Svetlana Chmakova has a career many creators dream of: her YA graphic novel Awkward, published in 2015 by Yen Press, sold over 250,000 copies, and her new book, Brave, which came out in May, had an first printing of 150,000.
She’s no overnight sensation, though. Chmakova’s journey from self-published webcomics to best-selling graphic novels has taken 15 years. For the past 10 of those, she has been published by Yen Press, working closely with her editor, deputy publisher JuYoun Lee, on three very different properties: the original graphic novel trilogy Nightschool; a three-volume adaptation of James Patterson’s Witch & Wizard series; and most recently, the middle-grade graphic novels Awkward and Brave.
“If Yen has a strong point, it’s that our goal is to nurture talent,” Lee said. “It’s not to have a formula of ‘This is how we are going to make a bestseller.’ We are going to make sure the talent shines the most. If you ask how Svet became big, it’s because I always thought it was inside of her.”
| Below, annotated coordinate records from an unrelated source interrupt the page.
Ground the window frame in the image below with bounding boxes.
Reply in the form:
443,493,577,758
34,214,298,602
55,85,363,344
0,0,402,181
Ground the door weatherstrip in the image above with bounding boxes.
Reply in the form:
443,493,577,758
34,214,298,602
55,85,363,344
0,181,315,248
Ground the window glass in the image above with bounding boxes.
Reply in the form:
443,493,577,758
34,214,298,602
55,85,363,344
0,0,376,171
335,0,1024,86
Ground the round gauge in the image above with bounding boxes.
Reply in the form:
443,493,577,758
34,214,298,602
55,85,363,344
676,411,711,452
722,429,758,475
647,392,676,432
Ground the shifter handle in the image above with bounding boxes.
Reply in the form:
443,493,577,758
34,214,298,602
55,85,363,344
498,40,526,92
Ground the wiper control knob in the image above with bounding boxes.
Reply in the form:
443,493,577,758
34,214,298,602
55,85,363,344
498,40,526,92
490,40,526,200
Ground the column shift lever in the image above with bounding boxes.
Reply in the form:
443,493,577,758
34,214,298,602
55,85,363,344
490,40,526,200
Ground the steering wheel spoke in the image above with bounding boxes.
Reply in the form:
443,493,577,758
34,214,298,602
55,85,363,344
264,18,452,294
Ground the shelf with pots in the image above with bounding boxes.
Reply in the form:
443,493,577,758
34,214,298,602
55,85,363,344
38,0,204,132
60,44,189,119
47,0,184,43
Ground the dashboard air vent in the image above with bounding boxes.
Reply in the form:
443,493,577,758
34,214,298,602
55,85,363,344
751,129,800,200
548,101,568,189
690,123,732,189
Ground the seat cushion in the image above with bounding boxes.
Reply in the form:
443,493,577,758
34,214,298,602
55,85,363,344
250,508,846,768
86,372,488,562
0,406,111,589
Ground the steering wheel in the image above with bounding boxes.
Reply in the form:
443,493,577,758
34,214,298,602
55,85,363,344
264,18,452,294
Chmakova grew up in Russia and got hooked on comics when she found Wendy and Richard Pini’s ElfQuest on a Moscow book stand. After moving to Canada at the age of 16, she earned a degree in animation at Sheridan College and started making webcomics. Her first taste of professional work was the webcomic Chasing Rainbows, which ran on the Girlamatic webcomics site. “Even though I was creating and publishing it one page at a time, online publication really gave me a taste of how relentless comics-creating has to be, and just how much work and planning goes into producing a good story,” she said.
Next she developed Dramacon, her first graphic novel series, for Tokyopop. Working on a tight deadline, Chmakova had to learn how to coordinate the work flow with her editor and format her work for print.
Around the time Chmakova was finishing up Dramacon, Yen Press was getting up and running; it launched in 2006. While the company’s initial focus was on manga, nurturing non-Japanese artists was part of the plan from the beginning—and when she saw Dramacon, Lee knew she wanted to work with Chmakova.
“After reading her previous series, we were eager to work with Svet on her next project,” Lee said. “Nightschool was a story she had been wanting to tell for a very long time, and we thought it was a perfect fit for Yen Plus, the monthly magazine we were publishing at the time, which also served to give her exposure alongside some of the most popular manga creators in the market.”
Things did not go smoothly at first, however; Lee was still living in Korea when Chmakova began working on Nightschool, so much of the initial editing was done by phone. They persisted, however, and the first two volumes won Joe Shuster Awards (a Canadian award for comics creators) and were included in the ALA’s Young Adult Library Services Association’s lists of Top Graphic Novels for Teens.
Lee proposed Chmakova’s next project, a graphic adaptation of James Patterson’s Witch & Wizard YA novels. “I thought it might be a good change of pace for her not to have to worry about the story so much, just focus on the art and layouts,” Lee said. For her part, Chmakova welcomed the opportunity to learn more by dissecting Patterson’s work. “I loved the page-turning quality of the storytelling and how the content of the books really pushed me past my comfort zone as an artist,” Chmakova said.
“Part of the strategy was driven by Svet’s diverse interests and our desire to expand her readership, particularly with younger audiences,” Lee said. “Witch & Wizard was a perfect project in that regard as it gave her exposure beyond the core manga and graphic novels readership by pairing her with a very successful YA novel series, but it also geared her in the direction of middle grade readers. That was something we were all very attracted to, particularly given the stylistic approach she brought to a particular short story she did for the Flight anthology series ‘On the Importance of Space Travel.’ ”
That short story, about a girl who spins a tale for her class about being the Princess of Pluto, was published in 2008. Lee suggested Chmakova try something in a similar vein, and they started brainstorming. “[In school], I was in science club, and my friends were in art club,” Lee said. “Svet was in art club and the newspaper club. We were talking about our experiences back then, and that’s where the whole concept of Awkward came from.”
Once the idea was sketched out, Chmakova ran with it. “Creating the characters was all her,” Lee said. “When it comes to character development, I seldom even have critiques.” Instead, she sees her job as helping Chmakova stay focused on telling her story clearly. “Svet has a very unique voice both as an artist and a storyteller,” Lee said, adding that Chmakova’s “work speaks to her readers through her humor and sincerity. As the middle grade market is embracing graphic novels, Svet’s abilities really shine with the work she’s done on Awkward and Brave, and in that respect, she’s only getting started at a quarter of a million copies.”